2. The torque motor type elevator as claimed in claim 1, wherein the torque motor has an annular stator base, a plurality of coils, a rotor shaft and a plurality of magnetic poles, in a center of the annular stator base is defined a space for accommodation of the rotor shaft, the coils are wound in an inner wall of the annular stator base, around an outer periphery of the rotor shaft is annularly arranged the plurality of magnetic poles, the rotor shaft is pivotally fixed in the annular stator base, and the magnetic poles are rotated by the electromagnetic force of the coils.

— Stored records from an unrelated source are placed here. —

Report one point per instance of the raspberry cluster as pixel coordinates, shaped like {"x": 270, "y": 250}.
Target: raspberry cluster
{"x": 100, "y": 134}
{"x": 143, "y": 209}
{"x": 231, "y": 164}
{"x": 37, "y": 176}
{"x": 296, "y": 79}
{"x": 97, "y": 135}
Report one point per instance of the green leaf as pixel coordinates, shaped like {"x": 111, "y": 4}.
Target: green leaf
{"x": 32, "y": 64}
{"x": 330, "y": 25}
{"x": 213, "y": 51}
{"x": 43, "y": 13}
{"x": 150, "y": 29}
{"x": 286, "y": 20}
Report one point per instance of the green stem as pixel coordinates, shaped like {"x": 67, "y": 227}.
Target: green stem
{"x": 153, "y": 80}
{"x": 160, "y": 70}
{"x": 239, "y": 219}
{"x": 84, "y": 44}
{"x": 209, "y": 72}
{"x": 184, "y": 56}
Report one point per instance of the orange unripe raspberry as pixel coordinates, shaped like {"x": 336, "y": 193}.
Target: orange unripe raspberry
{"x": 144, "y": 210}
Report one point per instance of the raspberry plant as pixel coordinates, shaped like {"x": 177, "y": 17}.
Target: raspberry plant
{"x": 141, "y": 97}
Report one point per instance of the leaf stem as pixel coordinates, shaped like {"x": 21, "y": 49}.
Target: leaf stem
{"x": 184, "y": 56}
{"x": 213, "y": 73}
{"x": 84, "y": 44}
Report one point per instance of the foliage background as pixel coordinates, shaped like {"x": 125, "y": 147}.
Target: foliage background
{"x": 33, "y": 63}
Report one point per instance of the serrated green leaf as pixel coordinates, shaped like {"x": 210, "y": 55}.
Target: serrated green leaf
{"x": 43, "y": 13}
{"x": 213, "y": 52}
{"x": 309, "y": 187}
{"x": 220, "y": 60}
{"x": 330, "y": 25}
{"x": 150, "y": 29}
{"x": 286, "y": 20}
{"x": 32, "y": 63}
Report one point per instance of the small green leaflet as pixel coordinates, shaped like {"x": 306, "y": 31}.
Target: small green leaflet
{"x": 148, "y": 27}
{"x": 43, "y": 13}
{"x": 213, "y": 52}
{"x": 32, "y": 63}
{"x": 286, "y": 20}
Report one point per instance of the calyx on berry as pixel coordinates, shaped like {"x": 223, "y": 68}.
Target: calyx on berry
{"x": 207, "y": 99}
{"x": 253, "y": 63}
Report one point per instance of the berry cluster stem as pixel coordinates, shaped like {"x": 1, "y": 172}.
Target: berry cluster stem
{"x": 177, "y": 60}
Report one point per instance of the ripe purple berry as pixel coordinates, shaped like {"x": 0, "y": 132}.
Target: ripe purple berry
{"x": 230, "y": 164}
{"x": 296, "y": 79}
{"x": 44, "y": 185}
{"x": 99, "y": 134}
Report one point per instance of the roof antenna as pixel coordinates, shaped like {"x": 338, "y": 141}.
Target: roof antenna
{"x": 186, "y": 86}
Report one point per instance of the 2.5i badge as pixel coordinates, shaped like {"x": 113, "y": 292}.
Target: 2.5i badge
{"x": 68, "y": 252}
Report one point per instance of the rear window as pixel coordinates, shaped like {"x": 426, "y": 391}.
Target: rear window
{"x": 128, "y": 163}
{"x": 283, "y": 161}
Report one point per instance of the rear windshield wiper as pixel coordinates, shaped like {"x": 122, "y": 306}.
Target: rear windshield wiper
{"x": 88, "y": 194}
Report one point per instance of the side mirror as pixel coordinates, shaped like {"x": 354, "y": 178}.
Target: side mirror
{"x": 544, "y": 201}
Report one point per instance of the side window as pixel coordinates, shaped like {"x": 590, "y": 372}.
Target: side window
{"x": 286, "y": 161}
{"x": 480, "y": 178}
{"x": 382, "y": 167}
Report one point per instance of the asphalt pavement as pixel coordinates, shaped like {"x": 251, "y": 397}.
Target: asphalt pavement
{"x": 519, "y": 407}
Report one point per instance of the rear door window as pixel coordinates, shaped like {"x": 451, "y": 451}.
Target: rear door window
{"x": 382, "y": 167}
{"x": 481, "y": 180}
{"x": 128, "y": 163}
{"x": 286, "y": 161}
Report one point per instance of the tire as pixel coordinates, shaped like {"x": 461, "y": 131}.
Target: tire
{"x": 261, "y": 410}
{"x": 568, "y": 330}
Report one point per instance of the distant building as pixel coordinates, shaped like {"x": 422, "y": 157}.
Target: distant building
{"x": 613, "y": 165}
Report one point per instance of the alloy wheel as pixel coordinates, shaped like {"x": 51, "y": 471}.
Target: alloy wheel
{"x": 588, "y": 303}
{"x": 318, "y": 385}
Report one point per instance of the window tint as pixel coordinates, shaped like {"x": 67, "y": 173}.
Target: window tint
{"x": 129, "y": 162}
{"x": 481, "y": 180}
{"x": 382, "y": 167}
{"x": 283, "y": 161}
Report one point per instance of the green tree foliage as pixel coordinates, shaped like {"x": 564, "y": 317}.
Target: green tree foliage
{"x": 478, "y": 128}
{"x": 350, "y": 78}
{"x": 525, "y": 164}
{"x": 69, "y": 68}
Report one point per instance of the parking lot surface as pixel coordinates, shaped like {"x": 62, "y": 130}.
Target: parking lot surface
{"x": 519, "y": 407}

3. The torque motor type elevator as claimed in claim 1, wherein the elevator further including a coupling mounted on one end of the rotor shaft of the torque motor, and one end of the load screw is connected to the coupling and is moved along with the rotor shaft of the torque motor.

4. The torque motor type elevator as claimed in claim 1, wherein the sliding nut is also fixed to the connecting member, and the connecting member includes bearings, so as to permit the elevator car to move up and down and not to rotate along with the ball screw.

5. The torque motor type elevator as claimed in claim 1, wherein the load nut of the ball screw is fixed to the sliding nut directly.

6. The torque motor type elevator as claimed in claim 1, wherein the elevator car is fixed to the load nut of the ball screw and the sliding nut respectively by different connecting members.